## July 2, 2021

### Large Sets 8

#### Posted by Tom Leinster

Previously: Part 7. Next: Part 9

If you’ve been wanting to follow this series but haven’t had time to keep up, now’s a good moment to hop back on board — I won’t assume much of what’s gone before.

Back in the mists of time, when I took a first undergraduate course on axiomatic set theory, I was exhilarated by the extraordinary world of infinite sets I saw opening up before me. In that world, addition is the same as multiplication! Which is the same as maximum! That is,

$X + Y \cong X \times Y \cong max(X, Y)$

for all infinite $X$ and $Y$. It seemed unthinkably exotic.

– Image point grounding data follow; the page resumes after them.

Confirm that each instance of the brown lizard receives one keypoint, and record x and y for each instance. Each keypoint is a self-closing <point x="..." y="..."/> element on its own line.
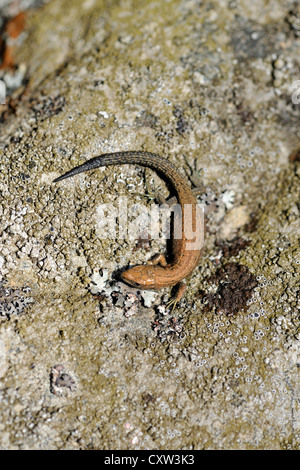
<point x="187" y="244"/>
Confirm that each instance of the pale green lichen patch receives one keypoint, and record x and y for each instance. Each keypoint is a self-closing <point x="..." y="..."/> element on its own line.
<point x="199" y="83"/>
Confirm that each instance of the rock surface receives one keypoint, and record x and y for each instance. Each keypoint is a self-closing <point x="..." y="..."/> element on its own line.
<point x="212" y="86"/>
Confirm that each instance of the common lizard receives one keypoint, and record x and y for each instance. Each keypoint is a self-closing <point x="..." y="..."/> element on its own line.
<point x="186" y="247"/>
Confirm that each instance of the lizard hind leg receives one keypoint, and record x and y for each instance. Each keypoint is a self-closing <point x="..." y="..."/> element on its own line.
<point x="181" y="288"/>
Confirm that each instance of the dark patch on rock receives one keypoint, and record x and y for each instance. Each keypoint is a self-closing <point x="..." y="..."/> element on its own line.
<point x="235" y="284"/>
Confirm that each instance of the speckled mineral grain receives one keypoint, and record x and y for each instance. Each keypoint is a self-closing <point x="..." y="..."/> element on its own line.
<point x="86" y="362"/>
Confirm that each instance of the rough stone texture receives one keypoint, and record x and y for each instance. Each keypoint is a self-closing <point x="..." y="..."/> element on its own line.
<point x="210" y="85"/>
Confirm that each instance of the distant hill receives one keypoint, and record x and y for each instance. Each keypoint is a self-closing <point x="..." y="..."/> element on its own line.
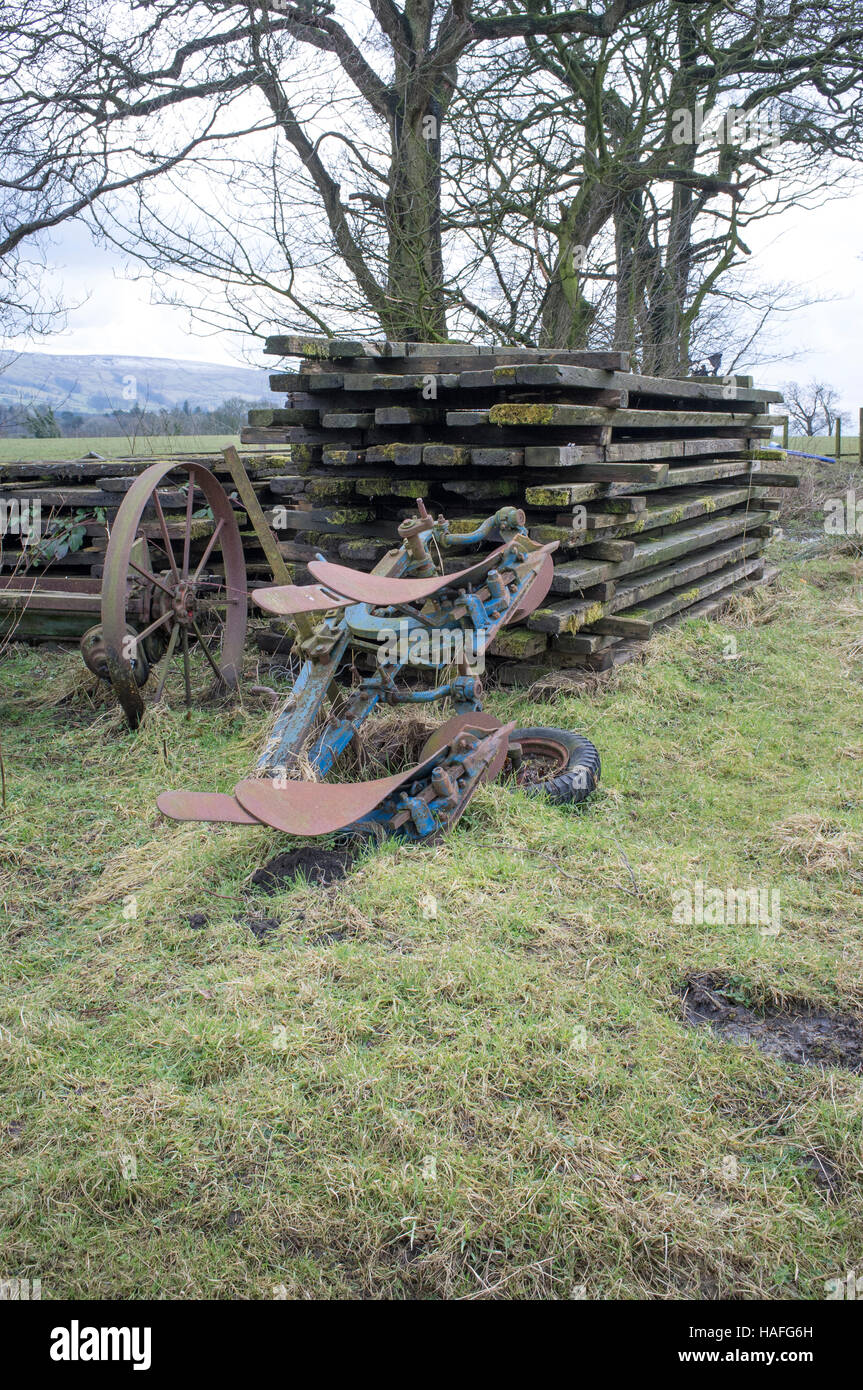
<point x="97" y="384"/>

I then heard this part of cardinal arithmetic called “trivial” for exactly the reasons just stated. Although that description is technically correct, it poured a bucket of cold water over my enthusiasm in a way that only mathematicians can.

So with apologies to my past self, I give you the informal title of this post: the nontrivial part of cardinal arithmetic.

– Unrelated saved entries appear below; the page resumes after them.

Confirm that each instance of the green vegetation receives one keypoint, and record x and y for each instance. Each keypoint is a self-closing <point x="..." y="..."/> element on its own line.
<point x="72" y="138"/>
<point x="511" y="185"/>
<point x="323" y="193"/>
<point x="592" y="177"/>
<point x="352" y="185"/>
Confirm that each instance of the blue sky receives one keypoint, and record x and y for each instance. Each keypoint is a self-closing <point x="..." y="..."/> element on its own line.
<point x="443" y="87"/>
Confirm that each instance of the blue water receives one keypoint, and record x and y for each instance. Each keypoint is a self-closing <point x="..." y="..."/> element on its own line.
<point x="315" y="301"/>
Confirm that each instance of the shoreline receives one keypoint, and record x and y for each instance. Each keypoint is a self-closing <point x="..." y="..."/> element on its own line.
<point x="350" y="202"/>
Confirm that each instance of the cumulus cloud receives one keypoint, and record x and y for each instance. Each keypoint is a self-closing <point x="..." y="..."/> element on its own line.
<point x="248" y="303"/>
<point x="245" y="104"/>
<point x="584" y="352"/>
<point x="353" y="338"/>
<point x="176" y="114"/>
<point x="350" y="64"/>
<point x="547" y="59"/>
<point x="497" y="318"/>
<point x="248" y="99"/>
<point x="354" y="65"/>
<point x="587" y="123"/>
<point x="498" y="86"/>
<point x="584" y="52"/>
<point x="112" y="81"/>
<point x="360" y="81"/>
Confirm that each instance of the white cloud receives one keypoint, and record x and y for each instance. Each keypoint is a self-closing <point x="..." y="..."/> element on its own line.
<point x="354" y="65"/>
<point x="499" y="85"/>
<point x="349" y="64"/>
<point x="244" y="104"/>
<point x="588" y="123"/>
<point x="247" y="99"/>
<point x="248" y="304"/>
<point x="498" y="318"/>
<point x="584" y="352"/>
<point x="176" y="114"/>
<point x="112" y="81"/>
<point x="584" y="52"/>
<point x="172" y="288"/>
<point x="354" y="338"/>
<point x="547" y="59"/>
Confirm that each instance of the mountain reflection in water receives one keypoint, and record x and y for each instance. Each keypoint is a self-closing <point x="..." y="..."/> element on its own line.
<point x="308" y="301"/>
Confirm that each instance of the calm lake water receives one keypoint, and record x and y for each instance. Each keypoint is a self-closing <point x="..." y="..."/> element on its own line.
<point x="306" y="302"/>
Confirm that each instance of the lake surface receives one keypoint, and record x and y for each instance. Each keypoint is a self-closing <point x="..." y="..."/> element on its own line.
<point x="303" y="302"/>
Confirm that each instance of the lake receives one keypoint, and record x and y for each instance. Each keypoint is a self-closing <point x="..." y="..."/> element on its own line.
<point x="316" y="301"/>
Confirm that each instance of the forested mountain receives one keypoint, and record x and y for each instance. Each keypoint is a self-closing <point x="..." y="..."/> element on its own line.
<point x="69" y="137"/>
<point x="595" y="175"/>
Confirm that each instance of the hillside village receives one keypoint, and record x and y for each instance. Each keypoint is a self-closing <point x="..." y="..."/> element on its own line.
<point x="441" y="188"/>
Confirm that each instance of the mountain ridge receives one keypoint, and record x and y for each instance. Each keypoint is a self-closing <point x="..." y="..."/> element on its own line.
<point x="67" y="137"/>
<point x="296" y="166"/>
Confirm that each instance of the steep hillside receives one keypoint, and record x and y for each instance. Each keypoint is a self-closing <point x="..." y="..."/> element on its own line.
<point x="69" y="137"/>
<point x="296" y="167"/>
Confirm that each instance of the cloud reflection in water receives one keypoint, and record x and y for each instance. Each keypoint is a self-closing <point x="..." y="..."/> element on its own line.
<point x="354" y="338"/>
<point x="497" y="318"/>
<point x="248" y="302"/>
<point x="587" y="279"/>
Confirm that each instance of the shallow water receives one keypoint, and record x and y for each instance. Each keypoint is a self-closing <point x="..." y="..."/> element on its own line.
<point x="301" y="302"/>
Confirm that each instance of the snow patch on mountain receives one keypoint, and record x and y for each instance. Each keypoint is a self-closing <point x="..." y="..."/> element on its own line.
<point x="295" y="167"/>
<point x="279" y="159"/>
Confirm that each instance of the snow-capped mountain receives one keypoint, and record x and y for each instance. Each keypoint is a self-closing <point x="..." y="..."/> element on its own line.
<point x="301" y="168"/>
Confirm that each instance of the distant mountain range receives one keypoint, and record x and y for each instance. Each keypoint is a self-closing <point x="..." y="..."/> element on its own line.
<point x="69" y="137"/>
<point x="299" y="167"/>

Once we’ve seen that binary addition and multiplication are “trivial”, what’s left to do in cardinal arithmetic? Well, there’s addition and multiplication of infinitely many sets, and there’s exponentiation. Some of the theory of those operations is trivial too, in the sense of following immediately from the isomorphisms

$X + Y \cong X \times Y \cong max(X, Y)$

for infinite $X$ and $Y$. Let’s get that trivial stuff out of the way first.

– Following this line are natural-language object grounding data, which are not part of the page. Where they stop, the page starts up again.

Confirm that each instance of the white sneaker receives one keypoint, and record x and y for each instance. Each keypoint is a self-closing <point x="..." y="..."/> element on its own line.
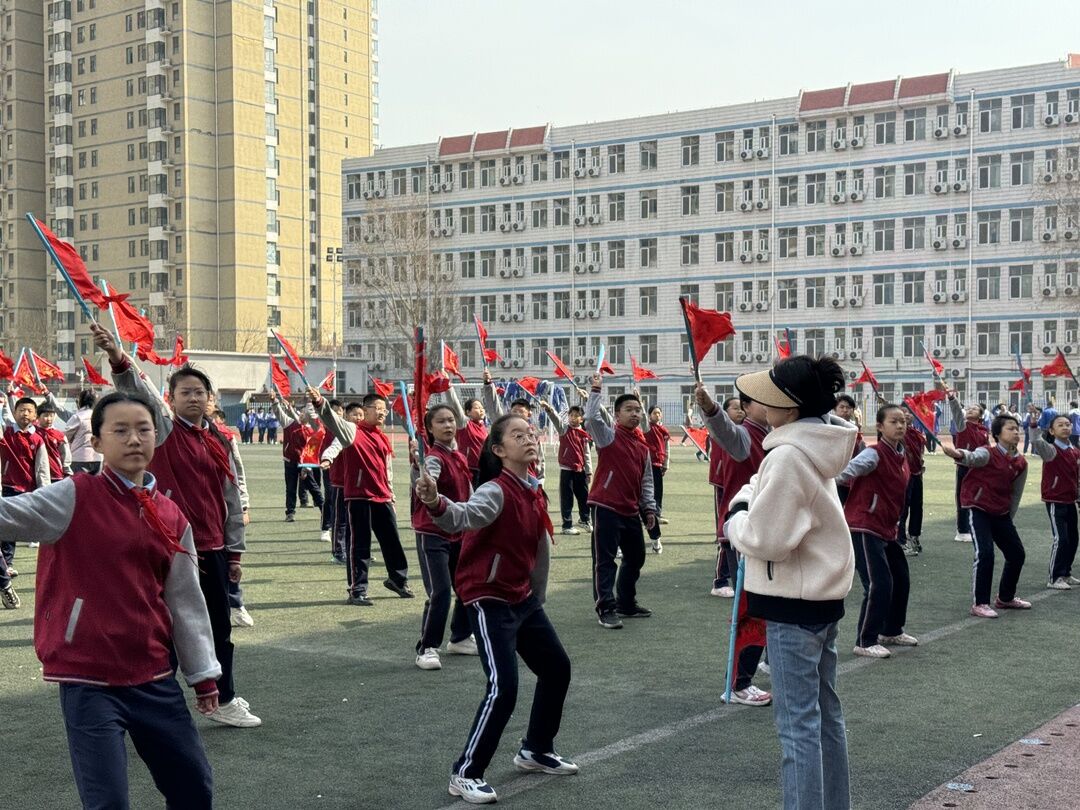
<point x="875" y="650"/>
<point x="464" y="647"/>
<point x="234" y="713"/>
<point x="904" y="639"/>
<point x="429" y="659"/>
<point x="473" y="791"/>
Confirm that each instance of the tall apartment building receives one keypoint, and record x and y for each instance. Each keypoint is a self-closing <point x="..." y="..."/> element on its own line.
<point x="191" y="151"/>
<point x="868" y="219"/>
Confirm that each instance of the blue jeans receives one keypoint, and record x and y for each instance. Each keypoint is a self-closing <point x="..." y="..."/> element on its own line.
<point x="808" y="716"/>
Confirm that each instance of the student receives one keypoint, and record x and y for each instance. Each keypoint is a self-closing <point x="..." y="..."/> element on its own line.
<point x="790" y="525"/>
<point x="369" y="496"/>
<point x="77" y="430"/>
<point x="109" y="647"/>
<point x="501" y="578"/>
<point x="437" y="549"/>
<point x="621" y="497"/>
<point x="575" y="466"/>
<point x="877" y="480"/>
<point x="1061" y="485"/>
<point x="721" y="580"/>
<point x="990" y="491"/>
<point x="969" y="433"/>
<point x="742" y="448"/>
<point x="191" y="466"/>
<point x="295" y="436"/>
<point x="472" y="430"/>
<point x="658" y="440"/>
<point x="24" y="467"/>
<point x="910" y="517"/>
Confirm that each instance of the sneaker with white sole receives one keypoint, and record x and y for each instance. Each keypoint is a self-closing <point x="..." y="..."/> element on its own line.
<point x="464" y="647"/>
<point x="904" y="639"/>
<point x="473" y="791"/>
<point x="550" y="763"/>
<point x="751" y="697"/>
<point x="428" y="659"/>
<point x="875" y="650"/>
<point x="241" y="618"/>
<point x="234" y="713"/>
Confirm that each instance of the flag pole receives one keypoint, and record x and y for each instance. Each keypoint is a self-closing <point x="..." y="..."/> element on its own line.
<point x="59" y="266"/>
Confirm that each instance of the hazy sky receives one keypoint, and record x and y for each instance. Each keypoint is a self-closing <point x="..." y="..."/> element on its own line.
<point x="449" y="67"/>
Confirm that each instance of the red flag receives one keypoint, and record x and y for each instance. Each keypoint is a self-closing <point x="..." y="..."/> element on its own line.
<point x="450" y="363"/>
<point x="45" y="369"/>
<point x="529" y="383"/>
<point x="561" y="367"/>
<point x="327" y="383"/>
<point x="93" y="375"/>
<point x="640" y="373"/>
<point x="292" y="359"/>
<point x="280" y="378"/>
<point x="382" y="389"/>
<point x="706" y="327"/>
<point x="75" y="268"/>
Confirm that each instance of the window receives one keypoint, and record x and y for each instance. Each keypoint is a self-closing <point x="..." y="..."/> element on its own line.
<point x="690" y="147"/>
<point x="648" y="152"/>
<point x="688" y="250"/>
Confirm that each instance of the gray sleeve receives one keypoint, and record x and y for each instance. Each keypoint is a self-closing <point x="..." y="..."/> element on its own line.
<point x="733" y="439"/>
<point x="864" y="463"/>
<point x="343" y="431"/>
<point x="191" y="634"/>
<point x="602" y="432"/>
<point x="481" y="510"/>
<point x="40" y="516"/>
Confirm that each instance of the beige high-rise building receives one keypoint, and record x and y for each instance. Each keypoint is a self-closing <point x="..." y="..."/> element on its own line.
<point x="191" y="151"/>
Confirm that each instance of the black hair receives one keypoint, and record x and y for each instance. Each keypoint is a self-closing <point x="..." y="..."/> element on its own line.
<point x="113" y="397"/>
<point x="999" y="422"/>
<point x="429" y="417"/>
<point x="490" y="466"/>
<point x="189" y="370"/>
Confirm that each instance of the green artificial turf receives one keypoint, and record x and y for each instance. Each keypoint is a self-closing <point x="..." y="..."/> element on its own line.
<point x="350" y="723"/>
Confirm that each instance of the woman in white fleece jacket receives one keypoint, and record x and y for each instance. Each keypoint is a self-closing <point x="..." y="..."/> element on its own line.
<point x="799" y="567"/>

Addition, even infinitary addition, is more or less the same as supremum. An easy little argument shows that for any family $(X_i)_{i \in I}$ of nonempty sets,

$\sum_{i \in I} X_i \cong \max(I, \sup_{i \in I} X_i)$

— unless, of course, it’s a finite family of finite sets. (The sum of finitely many natural numbers is not the same as its sup!)

Exponentiation is a special case of infinitary multiplication: $Y^X = \prod_{x \in X} Y$. Still, it’s an important enough case that it’s well worth thinking about separately.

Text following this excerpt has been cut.